There is a overlap between mechanical, aerospace and civil engineering too.
My son works for the US Navy as a mechanical engineer and design equipment that moves goods and weapons from ship to ship or ship to shore.
There are also fun things like state of the art mountain bikes that a mechanical engineer gets to design, prototype, build and test.
I graduated with a BS in ME and took my first job at a company designing and manufacturing read/write heads for hard disk drive storage devices. My first job responsibilities were designing mechanical fixturing for our manufacturing lines for a variety of different process steps in a manual assembly process.
Fixture design opened up a whole understanding of how to apply mechanical engineering to solve a specific process needs beyond just the fixture design itself. The fixtures needed to easy to operate, avoid introducing defects, reduce the number of manual moves by the operator to improve daily output, and also to not introduce ergonomic problems.
I moved on at that point to another company making the hard disk drives (HDD) end product. I started out with manufacturing fixture design at first, but then started designing the actual HDD components like the spindle motors which allowed me to work with overseas vendors to help them automate their manufacturing lines. Both of these fueled my desire to shift my career more towards manufacturing engineering where I could design whole manufacturing processes from end-to-end that achieved the highest quality, lowest cost, and highest output. I loved this pivot in my career.
I moved into a role with another company at that point and took on a Product Engineering role for many years that focused on how to bring products into the manufacturing factories. I then changed my career to designing processes that could be installed at customer sites or return centers.

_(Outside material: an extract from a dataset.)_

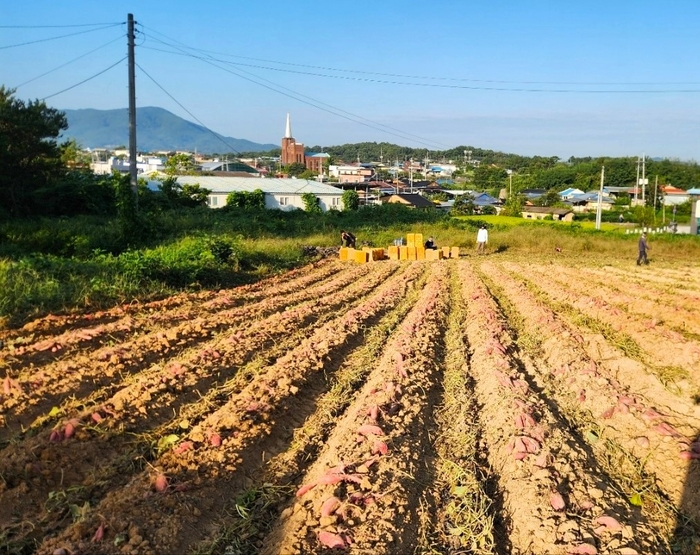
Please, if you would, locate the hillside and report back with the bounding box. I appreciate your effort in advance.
[63,106,279,153]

I then changed to managing a software development organization responsible for developing and releasing manufacturing test applications for factory manufacturing.
So to wrap this up, my ME degree really taught me how to (1) apply best engineering practices to solve any type of product or manufacturing problem and (2) how to research to gain more specific knowledge to solve problems. Try to use your degree to find a related job that then can launch your career in whatever direction is of the most interest. Don't box your self in to the typical paths of your degree over time. Find what interests you the most and don't be afraid of changing your career over time. And lastly - Have Fun!